CRX ChIP-seq reveals the cis-regulatory architecture of mouse photoreceptors

Abstract

Approximately 98% of mammalian DNA is non-coding, yet we understand relatively little about the function of this enigmatic portion of the genome. The cis-regulatory elements that control gene expression reside in non-coding regions and can be identified by mapping the binding sites of tissue-specific transcription factors. Cone-rod homeobox (CRX) is a key transcription factor in photoreceptor differentiation and survival, but its in vivo targets are largely unknown. Here we used ChIP-Seq on CRX to identify thousands of cis-regulatory regions around photoreceptor genes in adult mouse retina. CRX directly regulates downstream photoreceptor transcription factors and their target genes via a network of spatially distributed regulatory elements around each locus. CRX-bound regions act in a synergistic fashion to activate transcription and contain multiple CRX binding sites which interact in a spacing- and orientation-dependent manner to fine-tune transcript levels. CRX ChIP-Seq was also performed on Nrl^-/- retinas which represent an enriched source of cone photoreceptors.

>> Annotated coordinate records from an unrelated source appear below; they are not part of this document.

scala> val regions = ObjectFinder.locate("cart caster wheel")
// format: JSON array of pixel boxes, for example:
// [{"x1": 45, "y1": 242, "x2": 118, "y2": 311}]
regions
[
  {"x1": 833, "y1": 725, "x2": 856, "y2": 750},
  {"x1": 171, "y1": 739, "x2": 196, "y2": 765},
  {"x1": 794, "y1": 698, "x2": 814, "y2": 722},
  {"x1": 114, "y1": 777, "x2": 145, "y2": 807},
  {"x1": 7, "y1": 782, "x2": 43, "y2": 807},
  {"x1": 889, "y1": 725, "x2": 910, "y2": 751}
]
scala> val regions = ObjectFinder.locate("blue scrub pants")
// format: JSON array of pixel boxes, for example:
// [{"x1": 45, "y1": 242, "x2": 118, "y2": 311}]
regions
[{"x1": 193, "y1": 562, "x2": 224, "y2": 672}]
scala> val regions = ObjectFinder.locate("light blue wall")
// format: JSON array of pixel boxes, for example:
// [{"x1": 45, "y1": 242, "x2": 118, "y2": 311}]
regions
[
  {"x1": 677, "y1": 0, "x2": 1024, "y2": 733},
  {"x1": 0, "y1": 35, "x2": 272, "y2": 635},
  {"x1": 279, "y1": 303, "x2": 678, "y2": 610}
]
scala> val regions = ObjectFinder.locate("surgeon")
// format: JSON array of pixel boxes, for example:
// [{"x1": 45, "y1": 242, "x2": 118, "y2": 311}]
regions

Comparison with the wild-type ChIP-Seq dataset identified numerous rod- and cone-specific CRX-bound regions as well as many shared elements. Thus, CRX combinatorially orchestrates the transcriptional networks of both rods and cones by coordinating the expression of photoreceptor genes including most retinal disease genes. In addition, this study pinpoints thousands of non-coding regions of relevance to both Mendelian and complex retinal disease.